Copyright (c) 2015 IETF Trust and the persons identified as the
document authors. All rights reserved.
This document is subject to BCP 78 and the IETF Trust's Legal
Provisions Relating to IETF Documents
(http://trustee.ietf.org/license-info) in effect on the date of
publication of this document. Please review these documents
carefully, as they describe your rights and restrictions with respect
to this document. Code Components extracted from this document must
include Simplified BSD License text as described in Section 4.e of
the Trust Legal Provisions and are provided without warranty as
described in the Simplified BSD License.
Hildebrand & Trammell Expires September 10, 2015 [Page 1]
Internet-Draft I-D March 2015
1. Introduction
The goal of SPUD (Substrate Protocol for User Datagrams) is to
provide a mechanism for grouping UDP packets together into a "tube"
with a defined beginning and end in time. Devices on the network
path between the endpoints speaking SPUD may communicate explicitly
with the endpoints outside the context of the end-to-end
conversation.
The SPUD protocol is a prototype, intended to promote further
discussion of potential use cases within the framework of a concrete
approach. To move forward, ideas explored in this protocol might be
implemented inside another protocol such as DTLS.
1.1. Terminology
In this document, the key words "MUST", "MUST NOT", "REQUIRED",
"SHALL", "SHALL NOT", "SHOULD", "SHOULD NOT", "RECOMMENDED", "MAY",
and "OPTIONAL" are to be interpreted as described in BCP 14, RFC 2119
[RFC2119].
2. Requirements, Assumptions and Rationale
The prototype described in this document is designed to provide an
encapsulation for transport protocols which allows minimal and
selective exposure of transport semantics, and other transport- and
higher-layer information; and explicit discovery of selected
information about devices along the path by the transport and higher
layers.
The encryption of transport- and higher-layer content encapsulated
within SPUD is not mandatory; however, the eventual intention is that
explicit communication between endpoints and the path can largely
replace the implicit endpoint-to-path communication presently derived
by middleboxes through deep packet inspection (DPI).
SPUD is not a transport protocol; rather, we envision it as the
lowest layer of a "transport construction kit". Using SPUD as a
common encapsulation, such that new transports have a common
appearance to middleboxes, applications, platforms, and operating
systems can provide a variety of transport protocols or transport
protocol modules. This construction kit is out of scope for this
prototype, and left to future work, though we note it could be an
alternate implementation of an eventual TAPS interface.
The design is based on the following requirements and assumptions:
Hildebrand & Trammell Expires September 10, 2015 [Page 2]
Internet-Draft I-D March 2015
o SPUD must enable multiple new transport semantics without
requiring updates to SPUD implementations in middleboxes.

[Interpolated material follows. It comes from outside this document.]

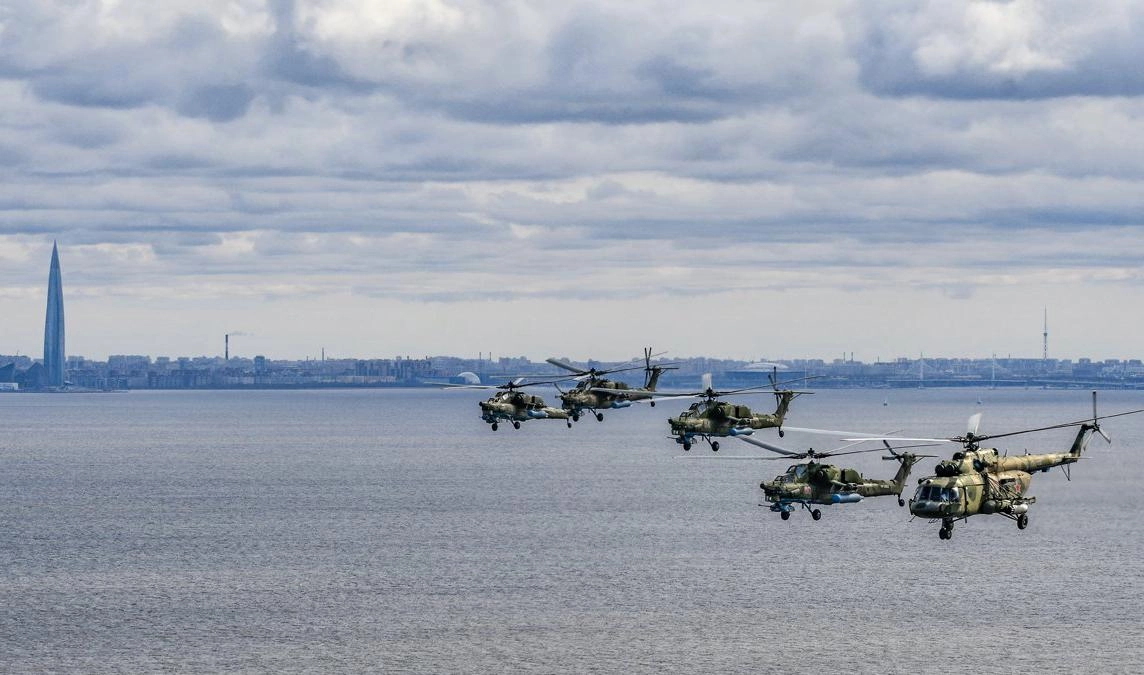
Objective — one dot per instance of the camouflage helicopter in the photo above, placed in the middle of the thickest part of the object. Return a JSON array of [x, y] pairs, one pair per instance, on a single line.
[[712, 418], [816, 483], [513, 405], [594, 392], [980, 481]]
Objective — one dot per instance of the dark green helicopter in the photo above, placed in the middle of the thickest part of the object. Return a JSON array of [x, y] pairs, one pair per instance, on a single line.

o Transport semantics and many properties of communication that
endpoints may want to expose to middleboxes are bound to flows or
groups of flows. SPUD must therefore provide a basic facility for
associating packets together (into what we call a "tube" for lack
of a better term).
o SPUD and transports above SPUD must be implementable without
requiring kernel replacements or modules on the endpoints, and
without having special privilege (root or "jailbreak") on the
endpoints. Eventually, we envision that SPUD will be implemented
in operating system kernels as part of the IP stack. However, we
also assume that there will be a (very) long transition to this
state, and SPUD must be useful and deployable during this
transition. In addition, userspace implementations of SPUD can be
used for rapid deployment of SPUD itself and new transport
protocols over SPUD, e.g. in web browsers.
o SPUD must operate in the present Internet. In order to ensure
deployment, it must also be useful as an encapsulation between
endpoints even before the deployment of middleboxes that
understand it.
o SPUD must be low-overhead, specifically requiring very little
effort to recognize that a packet is a SPUD packet and to
determine the tube it is associated with.

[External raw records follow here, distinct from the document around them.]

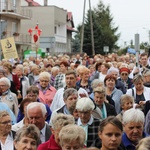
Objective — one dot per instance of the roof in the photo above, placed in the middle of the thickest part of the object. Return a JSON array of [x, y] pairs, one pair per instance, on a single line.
[[33, 3]]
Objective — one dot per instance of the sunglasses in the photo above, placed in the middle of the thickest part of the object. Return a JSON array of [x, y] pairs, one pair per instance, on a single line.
[[124, 74]]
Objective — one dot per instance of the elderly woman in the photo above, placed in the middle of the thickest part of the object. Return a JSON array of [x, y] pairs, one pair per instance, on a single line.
[[58, 122], [110, 133], [144, 144], [7, 96], [27, 137], [24, 81], [133, 121], [84, 82], [126, 102], [25, 120], [34, 75], [13, 77], [6, 135], [46, 91], [124, 77], [72, 137], [100, 100], [59, 81], [119, 84], [140, 93], [112, 91], [85, 107], [95, 83]]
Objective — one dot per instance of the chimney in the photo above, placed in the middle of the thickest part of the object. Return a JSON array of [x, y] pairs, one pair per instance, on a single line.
[[45, 2]]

o SPUD must impose minimal restrictions on the transport protocols
it encapsulates. SPUD must work in multipath, multicast, and
mobile environments.
o SPUD must provide incentives for development and deployment by
multiple communities. These communities and incentives will be
defined through the prototyping process.
3. Lifetime of a tube
A tube is a grouping of packets between two endpoints on the network.

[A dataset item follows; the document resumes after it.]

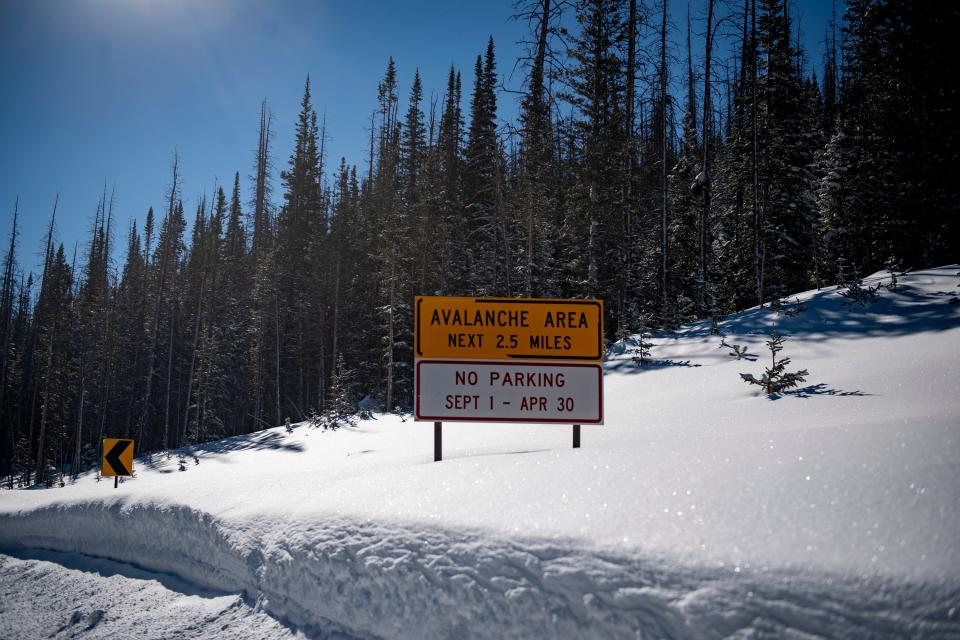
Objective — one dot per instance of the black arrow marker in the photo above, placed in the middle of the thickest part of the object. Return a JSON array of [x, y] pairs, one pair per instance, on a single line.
[[113, 457]]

Tubes are started by the "initiator" expressing an interest in
comminicating with the "responder". A tube may be closed by either
endpoint.
A tube may be in one of the following states:
unknown no information is currently known about the tube. All tubes
implicitly start in the unknown state.
Hildebrand & Trammell Expires September 10, 2015 [Page 3]
Internet-Draft I-D March 2015
opening the initiator has requested a tube that the responder has
not yet acknowledged.
running the tube is set up and will allow data to flow
resuming an out-of-sequence SPUD packet has been received for this
tube. Policy will need to be developed describing how (or if)
this state can be exploited for quicker tube resumption by higher-
level protocols.
This leads to the following state transitions (see Section 4.3 for
details on the commands that cause transitions):
+---------------------+ +-----+
| | |close|
| v | v
| +---sopen--- +-------+ <--close----+
| | |unknown| |
| | +-----> +-------+ -ack,--+ |
| | | \ data | |
| | close open | |
| v | \ v |
| +-------+ ------data-------> +--------+
| +-----|opening| ) |resuming|----+
| | +-------+ <-----open-------- +--------+ |
| | ^ | / | ^ |
| | | | v | | |
| +-sopen-+ +-ack-> +-------+ <-ack,-+ +-data-+
| |running| open
+---------close------ +-------+
^ |
| | open,ack,data
+----+
Figure 1: State transitions
All of the state transitions happen when a command is received,
except for the "sopen" transition which occurs when an open command
is sent.
4. Packet layout
SPUD packets are sent inside UDP packets, with the SPUD header
directly after the UDP header.
Hildebrand & Trammell Expires September 10, 2015 [Page 4]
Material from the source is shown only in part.